Another sneaky WebRTC optimisation only known by Google Meet (RemoteEstimate RTCP packets)

Google Meet has consistently delivered superior quality among WebRTC applications (at least for web applications). This is especially true compared with typical open-source solutions, but it stands even for most commercial solutions.

The reason is that Google has the team that understands the media stack they have built very well and can make it behave in ways that solve their problems in the browser with knobs hidden in WebRTC that only they are aware of.

Some of us still remember how simulcast support was added to WebRTC approximately 12 years ago with SDP munging and without any documentation or note behind the x-google-conference flag, or how “Audio Network Adaptation” was added with a secret string encoding an undocumented protobuf schema to tune settings to improve audio quality.

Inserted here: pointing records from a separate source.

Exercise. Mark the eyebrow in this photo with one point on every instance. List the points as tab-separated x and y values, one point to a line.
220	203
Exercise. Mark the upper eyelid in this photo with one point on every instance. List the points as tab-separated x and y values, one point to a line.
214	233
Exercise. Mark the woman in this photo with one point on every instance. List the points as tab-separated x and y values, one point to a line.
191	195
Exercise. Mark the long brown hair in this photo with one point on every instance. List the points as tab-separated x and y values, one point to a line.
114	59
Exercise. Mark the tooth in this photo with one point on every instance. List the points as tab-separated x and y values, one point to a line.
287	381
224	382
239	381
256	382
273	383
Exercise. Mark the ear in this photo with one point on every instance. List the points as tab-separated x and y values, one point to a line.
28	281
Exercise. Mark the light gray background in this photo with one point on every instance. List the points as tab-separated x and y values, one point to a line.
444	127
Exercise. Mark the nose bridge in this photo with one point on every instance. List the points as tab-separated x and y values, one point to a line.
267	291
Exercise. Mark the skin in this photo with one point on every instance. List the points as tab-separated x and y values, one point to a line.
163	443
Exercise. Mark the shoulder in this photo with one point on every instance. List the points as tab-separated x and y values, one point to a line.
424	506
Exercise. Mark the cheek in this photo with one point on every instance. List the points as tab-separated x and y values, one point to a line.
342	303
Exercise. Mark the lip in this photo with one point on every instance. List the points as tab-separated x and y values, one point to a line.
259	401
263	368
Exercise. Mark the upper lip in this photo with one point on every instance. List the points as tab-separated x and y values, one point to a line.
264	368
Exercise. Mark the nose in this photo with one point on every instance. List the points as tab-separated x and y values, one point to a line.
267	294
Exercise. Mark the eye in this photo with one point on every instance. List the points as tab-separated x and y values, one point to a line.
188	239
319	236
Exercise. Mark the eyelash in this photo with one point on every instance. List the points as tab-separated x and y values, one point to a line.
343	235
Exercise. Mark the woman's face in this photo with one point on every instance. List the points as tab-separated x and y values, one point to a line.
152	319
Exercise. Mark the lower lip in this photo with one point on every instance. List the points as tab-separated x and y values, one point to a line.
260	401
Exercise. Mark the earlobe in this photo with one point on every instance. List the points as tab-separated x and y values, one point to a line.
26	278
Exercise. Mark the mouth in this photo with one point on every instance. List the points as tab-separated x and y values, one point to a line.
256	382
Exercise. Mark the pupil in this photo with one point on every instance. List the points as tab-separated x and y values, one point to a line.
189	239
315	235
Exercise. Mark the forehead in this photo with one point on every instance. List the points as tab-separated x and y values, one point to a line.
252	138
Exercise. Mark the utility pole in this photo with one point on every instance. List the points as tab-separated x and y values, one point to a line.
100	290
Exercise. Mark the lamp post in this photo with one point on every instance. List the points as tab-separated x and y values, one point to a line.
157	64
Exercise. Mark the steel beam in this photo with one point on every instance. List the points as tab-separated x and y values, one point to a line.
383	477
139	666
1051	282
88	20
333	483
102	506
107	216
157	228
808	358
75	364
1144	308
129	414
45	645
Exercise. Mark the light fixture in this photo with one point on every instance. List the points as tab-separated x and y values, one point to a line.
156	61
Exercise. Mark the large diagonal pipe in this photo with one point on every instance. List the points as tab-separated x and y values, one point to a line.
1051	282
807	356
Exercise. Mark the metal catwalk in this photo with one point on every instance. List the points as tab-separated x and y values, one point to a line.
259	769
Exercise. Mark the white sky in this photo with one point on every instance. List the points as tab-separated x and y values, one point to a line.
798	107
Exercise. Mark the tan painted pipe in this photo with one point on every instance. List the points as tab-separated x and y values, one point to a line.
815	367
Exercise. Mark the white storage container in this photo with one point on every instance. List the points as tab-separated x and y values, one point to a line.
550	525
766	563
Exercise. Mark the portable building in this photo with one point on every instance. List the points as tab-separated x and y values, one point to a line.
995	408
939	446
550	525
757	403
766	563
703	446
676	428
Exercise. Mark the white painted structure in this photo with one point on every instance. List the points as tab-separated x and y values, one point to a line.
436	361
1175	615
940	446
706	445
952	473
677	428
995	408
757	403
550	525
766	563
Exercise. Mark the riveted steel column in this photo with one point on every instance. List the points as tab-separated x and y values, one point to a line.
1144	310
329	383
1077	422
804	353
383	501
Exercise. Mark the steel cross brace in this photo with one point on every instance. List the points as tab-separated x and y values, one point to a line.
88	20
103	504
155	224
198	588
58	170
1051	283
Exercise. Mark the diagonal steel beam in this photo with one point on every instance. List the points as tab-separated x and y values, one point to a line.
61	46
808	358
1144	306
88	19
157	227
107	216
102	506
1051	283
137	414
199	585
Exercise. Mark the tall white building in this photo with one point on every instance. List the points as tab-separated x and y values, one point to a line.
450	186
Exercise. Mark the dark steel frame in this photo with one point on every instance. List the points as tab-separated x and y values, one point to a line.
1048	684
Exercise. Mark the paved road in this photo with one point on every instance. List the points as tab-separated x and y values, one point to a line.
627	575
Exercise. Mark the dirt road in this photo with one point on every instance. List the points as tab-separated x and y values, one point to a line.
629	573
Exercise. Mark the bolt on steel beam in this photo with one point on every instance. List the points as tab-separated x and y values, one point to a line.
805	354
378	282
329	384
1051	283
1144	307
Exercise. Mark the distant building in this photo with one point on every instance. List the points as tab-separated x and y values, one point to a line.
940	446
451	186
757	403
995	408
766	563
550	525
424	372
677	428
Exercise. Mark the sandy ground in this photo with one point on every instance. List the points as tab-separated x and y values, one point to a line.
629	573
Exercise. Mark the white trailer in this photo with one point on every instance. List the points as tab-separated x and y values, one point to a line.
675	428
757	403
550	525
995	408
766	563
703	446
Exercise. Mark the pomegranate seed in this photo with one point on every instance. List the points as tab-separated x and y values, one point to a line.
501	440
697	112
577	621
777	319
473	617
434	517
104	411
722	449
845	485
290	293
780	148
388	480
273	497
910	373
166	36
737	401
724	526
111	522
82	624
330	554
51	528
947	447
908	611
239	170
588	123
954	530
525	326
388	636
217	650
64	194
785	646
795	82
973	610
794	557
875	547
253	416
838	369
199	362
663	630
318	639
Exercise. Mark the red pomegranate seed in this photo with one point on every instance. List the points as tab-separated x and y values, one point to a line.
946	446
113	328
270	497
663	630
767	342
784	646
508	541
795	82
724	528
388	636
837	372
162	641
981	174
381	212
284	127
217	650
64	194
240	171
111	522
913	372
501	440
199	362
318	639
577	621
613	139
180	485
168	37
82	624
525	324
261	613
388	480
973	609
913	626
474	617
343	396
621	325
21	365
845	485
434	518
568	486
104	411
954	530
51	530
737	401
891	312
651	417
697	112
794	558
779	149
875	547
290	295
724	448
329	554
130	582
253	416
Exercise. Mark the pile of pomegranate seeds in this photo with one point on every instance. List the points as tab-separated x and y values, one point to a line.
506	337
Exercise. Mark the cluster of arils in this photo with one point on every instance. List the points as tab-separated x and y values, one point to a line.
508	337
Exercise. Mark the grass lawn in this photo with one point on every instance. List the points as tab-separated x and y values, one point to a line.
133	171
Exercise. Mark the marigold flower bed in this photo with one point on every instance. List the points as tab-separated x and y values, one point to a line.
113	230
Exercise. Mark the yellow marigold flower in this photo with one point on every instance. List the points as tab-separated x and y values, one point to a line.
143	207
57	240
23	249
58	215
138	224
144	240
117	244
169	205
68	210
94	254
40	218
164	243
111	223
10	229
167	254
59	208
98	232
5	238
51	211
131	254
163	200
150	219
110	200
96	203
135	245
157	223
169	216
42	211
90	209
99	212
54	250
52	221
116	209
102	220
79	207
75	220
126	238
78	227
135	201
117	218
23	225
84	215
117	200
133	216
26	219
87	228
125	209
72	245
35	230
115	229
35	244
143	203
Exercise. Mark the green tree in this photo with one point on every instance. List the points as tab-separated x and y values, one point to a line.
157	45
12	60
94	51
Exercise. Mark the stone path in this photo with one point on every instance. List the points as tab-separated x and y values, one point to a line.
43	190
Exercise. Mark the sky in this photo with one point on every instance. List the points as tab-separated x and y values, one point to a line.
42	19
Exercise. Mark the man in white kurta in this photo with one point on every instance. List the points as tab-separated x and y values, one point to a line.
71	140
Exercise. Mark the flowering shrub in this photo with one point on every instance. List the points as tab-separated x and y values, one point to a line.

Today I was trying to debug why a WebRTC application had a less stable bandwidth estimation than Google Meet. The scenario was quite simple: in a perfect network with plenty of bandwidth, add 50ms of extra latency suddenly. You see in all the WebRTC applications the bandwidth estimation calculated by the sending browser drops (left graph), while with Google Meet (right graph) it stays perfectly stable.

After spending hours adding logs to Chrome code and debugging the browser’s behaviour under those conditions, I ended up in the AimdRateControl class, which decides when to decrease the bandwidth estimation. For all applications (Google Meet and others), it was entering that point with a lower estimation. Surprisingly, for Google Meet, even if the estimation was lower, it would stay with the previous estimation. The reason is in this code clamping the final estimation.

new_bitrate = std::min(
current_bitrate_,
std::max(new_bitrate, network_estimate_->link_capacity_lower * beta_)
);

So Chrome will never reduce the bitrate below “network_estimate_->link_capacity_lower * 0.85”. But what is network_estimate_->link_capacity_lower ?!?!

Some more debugging and I figured out that is some information sent by the server in proprietary RTCP messages of type APP with name “goog” and subtype 13.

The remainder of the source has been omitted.